Now there’s a little problem in all of this – Unicode doesn’t have a concept of language, it has code tables. If you’re lucky your language will be self contained in a single code table, for example, the characters for Armenian are contained in the code table  between 0x0530 and 0x058F. If you’re unlucky then they may be scattered all over the place. There’s no easy way to take a language and decide what code tables it needs and languages can be a geo-political nightmare so I’m afraid you’re going to have to learn your Unicode tables. The next version will contain five enums which contain every Unicode code table. You can then combine the enum values to safe list your desired characters via

UnicodeCharacterEncoder.MarkAsSafe(LowerCodeCharts lowerCodeCharts,
LowerMidCodeCharts lowerMidCodeCharts,
MidCodeCharts midCodeCharts,
UpperMidCodeCharts upperMidCodeCharts,
UpperCodeCharts upperCodeCharts)

I apologise in advance for the horrible method signature, however marking code tables as safe should be a once per application initialisation call. Once you safe list your language its characters will be left alone and not converted into their &#xxxx; values, which gives a rather nifty speed boost (one of the major sticking points for using AntiXSS has been the performance hit). The default safe code tables are Basic Latin, C1 Controls and Latin1 supplement, Latin Extended A, Latin Extended B, Spacing Modifier Letters, IPA Extensions and Combining Diacritical Marks. Obviously the fun characters in Basic Latin, < > & and " are always going to be encoded to their entity values.

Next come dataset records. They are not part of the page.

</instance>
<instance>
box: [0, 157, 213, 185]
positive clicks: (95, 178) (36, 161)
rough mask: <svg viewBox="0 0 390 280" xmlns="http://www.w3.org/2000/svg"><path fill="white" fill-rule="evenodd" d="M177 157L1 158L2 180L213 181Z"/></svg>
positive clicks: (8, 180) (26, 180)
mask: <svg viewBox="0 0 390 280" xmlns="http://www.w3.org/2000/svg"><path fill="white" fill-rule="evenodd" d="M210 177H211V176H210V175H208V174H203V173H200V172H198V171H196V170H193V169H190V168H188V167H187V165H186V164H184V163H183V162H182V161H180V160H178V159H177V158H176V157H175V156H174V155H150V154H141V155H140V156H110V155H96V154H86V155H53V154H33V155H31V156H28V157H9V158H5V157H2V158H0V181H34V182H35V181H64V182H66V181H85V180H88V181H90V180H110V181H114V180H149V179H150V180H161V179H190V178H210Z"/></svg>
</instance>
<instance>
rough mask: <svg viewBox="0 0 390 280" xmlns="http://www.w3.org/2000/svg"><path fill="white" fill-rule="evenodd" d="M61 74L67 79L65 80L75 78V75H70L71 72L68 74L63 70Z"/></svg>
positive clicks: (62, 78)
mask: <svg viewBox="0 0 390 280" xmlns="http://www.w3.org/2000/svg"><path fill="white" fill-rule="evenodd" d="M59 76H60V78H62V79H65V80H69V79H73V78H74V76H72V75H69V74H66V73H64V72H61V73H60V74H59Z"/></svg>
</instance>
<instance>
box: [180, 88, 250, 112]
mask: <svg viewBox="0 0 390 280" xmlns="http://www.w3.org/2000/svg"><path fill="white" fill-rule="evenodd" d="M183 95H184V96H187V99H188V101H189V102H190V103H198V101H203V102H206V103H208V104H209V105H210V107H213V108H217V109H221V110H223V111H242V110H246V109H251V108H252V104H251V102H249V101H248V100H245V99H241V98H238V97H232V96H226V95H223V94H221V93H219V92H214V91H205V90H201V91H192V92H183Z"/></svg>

The safe list applies to all four *ML methods, HtmlEncode, HtmlAttributeEncode, XmlEncode and XmlAttributeEncode. HtmlAttribueEncode will also escape the space character and the apostrophe to their unicode character values, XmlEncode will change the apostrophe to &apos; and XmlAttributeEncode escapes the space and changes the apostrophe.

One added bonus of the new safe lists is that it will fix a problem with .NET 4.0, AntiXSS and UpdatePanels. If you replace the .NET 4.0 encoder with AntiXSS, as Phil detailed and then use update panels things can get a little confused -  the __EVENTVALIDATION field gets encoded, and not decoded, so / turns into &47; and all heck breaks loose. As the Basic Latin safe listing has been widened to leave more characters alone because they’re simply not dangerous the / character will remain a / and your update panels will work as expected.